Comment 2 Harald Welte 2005-07-29 10:05:29 UTC
this might be related to bug #4866
Comment 3 Andrew Morton 2005-07-29 12:45:55 UTC
Can you please generate the dmesg output for good and bad kernels
and diff them?

My money's on acpi :(
Comment 4 David Brownell 2005-07-29 13:07:17 UTC
Agreed, this is likely an ACPI or BIOS problem.  That's where 
they usually come up.  Another experiment:  try with a 32bit 
kernel. 
 
Comment 5 Harald Welte 2005-07-30 05:12:09 UTC
This is both with "acpi=off" as kernel bootup argument.

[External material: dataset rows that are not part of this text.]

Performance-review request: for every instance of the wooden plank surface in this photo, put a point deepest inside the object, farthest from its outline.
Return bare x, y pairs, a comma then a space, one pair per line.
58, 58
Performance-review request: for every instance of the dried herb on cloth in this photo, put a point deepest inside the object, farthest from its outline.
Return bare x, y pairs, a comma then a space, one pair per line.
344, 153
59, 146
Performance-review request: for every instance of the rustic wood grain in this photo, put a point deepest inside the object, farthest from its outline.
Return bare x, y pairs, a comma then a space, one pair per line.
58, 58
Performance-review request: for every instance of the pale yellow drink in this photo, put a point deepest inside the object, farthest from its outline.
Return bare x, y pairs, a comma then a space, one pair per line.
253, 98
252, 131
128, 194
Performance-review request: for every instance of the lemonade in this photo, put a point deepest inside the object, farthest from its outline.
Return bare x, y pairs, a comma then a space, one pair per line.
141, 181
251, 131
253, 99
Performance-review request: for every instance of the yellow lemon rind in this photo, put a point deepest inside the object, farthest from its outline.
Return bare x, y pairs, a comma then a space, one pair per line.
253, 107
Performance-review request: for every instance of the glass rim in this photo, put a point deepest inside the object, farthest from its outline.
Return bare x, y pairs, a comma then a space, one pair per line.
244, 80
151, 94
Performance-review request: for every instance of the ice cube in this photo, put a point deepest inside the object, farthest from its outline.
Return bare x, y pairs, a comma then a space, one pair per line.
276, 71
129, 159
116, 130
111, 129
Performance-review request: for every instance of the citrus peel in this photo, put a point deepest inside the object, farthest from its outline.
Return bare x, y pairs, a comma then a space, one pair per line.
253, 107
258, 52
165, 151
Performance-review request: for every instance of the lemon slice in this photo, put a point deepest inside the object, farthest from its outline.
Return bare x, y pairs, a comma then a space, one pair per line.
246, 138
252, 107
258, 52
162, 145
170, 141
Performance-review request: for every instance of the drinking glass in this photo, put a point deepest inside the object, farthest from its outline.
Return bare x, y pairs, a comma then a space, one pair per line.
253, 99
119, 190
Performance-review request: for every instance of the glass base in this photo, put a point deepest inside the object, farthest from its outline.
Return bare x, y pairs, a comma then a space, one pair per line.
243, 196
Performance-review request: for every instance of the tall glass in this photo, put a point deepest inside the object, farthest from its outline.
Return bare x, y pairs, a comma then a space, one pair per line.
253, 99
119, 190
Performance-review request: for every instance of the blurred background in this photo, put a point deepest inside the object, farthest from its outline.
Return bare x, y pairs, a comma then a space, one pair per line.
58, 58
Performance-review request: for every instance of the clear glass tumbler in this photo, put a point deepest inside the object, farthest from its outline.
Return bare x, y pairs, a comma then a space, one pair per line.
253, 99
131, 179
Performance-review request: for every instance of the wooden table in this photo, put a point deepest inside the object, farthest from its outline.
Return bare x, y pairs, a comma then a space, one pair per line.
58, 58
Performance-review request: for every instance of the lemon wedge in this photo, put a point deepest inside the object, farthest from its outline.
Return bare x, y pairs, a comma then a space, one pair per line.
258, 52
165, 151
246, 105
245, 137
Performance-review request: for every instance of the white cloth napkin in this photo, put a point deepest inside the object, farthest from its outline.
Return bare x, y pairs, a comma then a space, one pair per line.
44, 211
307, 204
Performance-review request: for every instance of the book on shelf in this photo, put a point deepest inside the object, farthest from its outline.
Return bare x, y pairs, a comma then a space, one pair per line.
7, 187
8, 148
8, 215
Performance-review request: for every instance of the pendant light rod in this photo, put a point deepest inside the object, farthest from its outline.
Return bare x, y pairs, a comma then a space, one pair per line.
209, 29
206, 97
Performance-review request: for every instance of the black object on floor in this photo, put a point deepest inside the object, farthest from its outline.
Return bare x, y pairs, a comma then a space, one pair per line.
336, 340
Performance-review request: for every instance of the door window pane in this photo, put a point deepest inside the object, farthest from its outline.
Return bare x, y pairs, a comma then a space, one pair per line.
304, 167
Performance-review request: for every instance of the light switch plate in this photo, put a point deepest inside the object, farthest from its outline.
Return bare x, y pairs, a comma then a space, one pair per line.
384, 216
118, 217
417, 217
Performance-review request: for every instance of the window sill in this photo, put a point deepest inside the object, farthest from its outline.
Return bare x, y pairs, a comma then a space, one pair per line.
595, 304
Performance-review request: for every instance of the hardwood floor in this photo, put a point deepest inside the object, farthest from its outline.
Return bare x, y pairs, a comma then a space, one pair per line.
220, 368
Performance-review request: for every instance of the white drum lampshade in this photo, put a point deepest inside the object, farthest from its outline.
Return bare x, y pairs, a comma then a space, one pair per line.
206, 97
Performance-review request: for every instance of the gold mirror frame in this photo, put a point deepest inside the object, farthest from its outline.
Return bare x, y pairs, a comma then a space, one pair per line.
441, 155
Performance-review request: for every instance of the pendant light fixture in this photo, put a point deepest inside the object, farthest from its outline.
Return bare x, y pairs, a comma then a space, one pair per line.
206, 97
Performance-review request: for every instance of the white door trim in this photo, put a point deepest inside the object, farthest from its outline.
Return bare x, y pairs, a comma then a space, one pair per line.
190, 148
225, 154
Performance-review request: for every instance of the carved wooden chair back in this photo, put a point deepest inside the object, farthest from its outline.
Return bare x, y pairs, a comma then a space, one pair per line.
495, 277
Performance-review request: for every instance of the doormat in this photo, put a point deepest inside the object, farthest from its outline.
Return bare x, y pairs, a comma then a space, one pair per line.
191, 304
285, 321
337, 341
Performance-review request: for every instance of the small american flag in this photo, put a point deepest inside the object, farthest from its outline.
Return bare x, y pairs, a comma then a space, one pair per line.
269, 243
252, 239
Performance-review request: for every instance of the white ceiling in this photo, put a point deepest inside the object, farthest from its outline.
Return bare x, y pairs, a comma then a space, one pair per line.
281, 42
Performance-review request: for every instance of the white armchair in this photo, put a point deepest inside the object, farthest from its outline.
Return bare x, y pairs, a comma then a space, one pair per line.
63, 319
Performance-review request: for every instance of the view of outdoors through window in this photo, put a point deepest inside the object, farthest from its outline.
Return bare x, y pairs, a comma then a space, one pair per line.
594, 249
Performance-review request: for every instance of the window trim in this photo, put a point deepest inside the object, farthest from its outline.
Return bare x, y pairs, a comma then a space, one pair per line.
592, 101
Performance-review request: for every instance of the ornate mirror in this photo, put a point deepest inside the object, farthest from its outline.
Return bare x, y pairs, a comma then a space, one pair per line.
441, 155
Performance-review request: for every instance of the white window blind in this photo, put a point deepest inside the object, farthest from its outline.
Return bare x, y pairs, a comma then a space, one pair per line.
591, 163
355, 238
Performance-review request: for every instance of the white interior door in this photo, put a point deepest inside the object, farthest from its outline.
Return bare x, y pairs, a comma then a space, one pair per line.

ACPI causes so many problems on this device (like invalid IRQ routing, 50%
softirq load in ACPI code when CPU is idle, ...) that I don't bother enabling it.

I'll post dmesg shortly.
Comment 6 Harald Welte 2005-07-30 05:13:51 UTC
I can't try 32bit kernels since I don't have the space for installing a 32bit
userspace onto a separate partition [and this is a notebook] :(
Comment 7 Harald Welte 2005-07-30 11:42:04 UTC
Created attachment 5425 [details]
dmesg of kernel 2.6.13-rc3 booting up
Comment 8 Harald Welte 2005-07-30 11:42:54 UTC
Created attachment 5426 [details]
dmesg of 2.6.12.2 booting up (usb-ehci working)
Comment 9 Greg Kroah-Hartman 2005-08-04 13:06:50 UTC
Ugh, fun.  This looks like it _might_ be a pci resource issue.

Since you have git, care to use 'git bisect' to try to see if you can find
this bug?  It would be most appreciated :)
Comment 10 Andrew Morton 2005-08-04 13:28:55 UTC
We need an easy git-bisection HOWTO.  I have a few emails from Linus saved
away, but they're gobbledigook.

Comment 11 Greg Kroah-Hartman 2005-08-04 13:45:27 UTC
http://www.livejournal.com/users/kernelslacker/22371.html is a good start of 
such a HOWTO
Comment 12 Greg Kroah-Hartman 2006-02-14 17:38:07 UTC
I had this very same problem.  It should be fixed in the latest 2.6.16-rc3 kernel.

it was due to a bug in the EHCI handoff code.

Please reopen this bug, if after testing it is still present.